Simalungun, hetanews.com - Oknum karyawan Badan Usaha Milik Negara (BUMN) Marulitua Purba als Uli (41) bertempat tinggal di Huta I PPM Marihat Kelurahan Marihat Baris Kecamatan Siantar batal dituntut disidang Pengadilan Negeri (PN) Simalungun, Rabu (28/9/2016), karena tuntutan belum siap.

"Mohon ditunda yang mulia, karena putusan belum siap,” ucap jaksa Augus Sinaga  di depan persidangan. Majelis hakim Tiares Sirait, Justiar Ronald dan Novarina Manurung menunda persidangan hingga Senin (3/10/2016).
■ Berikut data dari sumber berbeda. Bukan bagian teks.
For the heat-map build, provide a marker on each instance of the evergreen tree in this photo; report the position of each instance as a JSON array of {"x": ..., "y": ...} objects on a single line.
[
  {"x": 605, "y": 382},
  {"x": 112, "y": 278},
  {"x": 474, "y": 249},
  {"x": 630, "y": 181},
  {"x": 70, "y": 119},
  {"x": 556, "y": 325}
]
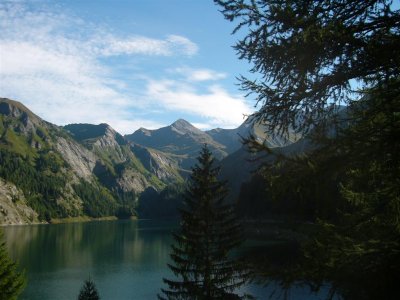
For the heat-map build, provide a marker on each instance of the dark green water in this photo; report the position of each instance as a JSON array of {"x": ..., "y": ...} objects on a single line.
[{"x": 126, "y": 259}]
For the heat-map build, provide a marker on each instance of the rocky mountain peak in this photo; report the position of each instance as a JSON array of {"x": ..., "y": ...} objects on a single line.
[{"x": 182, "y": 126}]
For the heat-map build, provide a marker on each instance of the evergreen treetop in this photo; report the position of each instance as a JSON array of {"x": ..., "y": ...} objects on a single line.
[
  {"x": 209, "y": 231},
  {"x": 88, "y": 291}
]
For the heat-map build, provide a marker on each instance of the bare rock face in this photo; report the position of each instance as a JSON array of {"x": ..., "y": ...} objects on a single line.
[
  {"x": 132, "y": 180},
  {"x": 13, "y": 207},
  {"x": 81, "y": 160},
  {"x": 158, "y": 163}
]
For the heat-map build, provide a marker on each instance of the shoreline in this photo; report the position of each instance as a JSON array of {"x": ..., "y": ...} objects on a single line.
[{"x": 80, "y": 219}]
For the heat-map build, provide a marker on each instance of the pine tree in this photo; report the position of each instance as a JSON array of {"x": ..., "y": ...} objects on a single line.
[
  {"x": 209, "y": 231},
  {"x": 12, "y": 282},
  {"x": 88, "y": 291}
]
Sebelumnya, jaksa Augus menjerat terdakwa dengan pasal 114, pasal 112, pasal 111 dan pasal 127 (1) huruf a Undang-Undang (UU) RI Nomor 35 Tahun 2009 tentang Narkotika. Terdakwa Maruli ditangkap berdasarkan pengembangan kasus Kliwon (45) warga Tanah Jawa yang lebih dulu ditangkap polisi pada Sabtu, 26 Maret 2016 sekira pukul 12.40 wib di Jalan Besar Sidamanik.
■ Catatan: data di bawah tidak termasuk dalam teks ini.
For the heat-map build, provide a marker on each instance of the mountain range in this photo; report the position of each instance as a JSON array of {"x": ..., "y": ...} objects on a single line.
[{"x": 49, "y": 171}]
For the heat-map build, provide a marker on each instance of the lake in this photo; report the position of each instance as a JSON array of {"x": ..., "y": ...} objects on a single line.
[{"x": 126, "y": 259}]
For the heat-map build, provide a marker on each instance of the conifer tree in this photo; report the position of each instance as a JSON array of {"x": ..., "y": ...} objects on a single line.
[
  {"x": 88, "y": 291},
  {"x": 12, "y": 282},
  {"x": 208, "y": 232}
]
Dari Kliwon petugas Sat Narkoba Polres Simalungun menyita 3 paket sabu dari dalam helm terdakwa, yang diakui diperoleh dari  Marulitua. Dua jam kemudian, polisi menangkap Marulitua di Jalan Gereja, Kota Siantar.

Polisi menyita 27paket sabu, 1 bungkus plastik ganja dari dalam mobil terdakwa, uang dan alat hisap. Setelah dilakukan penimbangan sabu seberat 4,5 dan ganja 2 gram dijadikan barang bukti.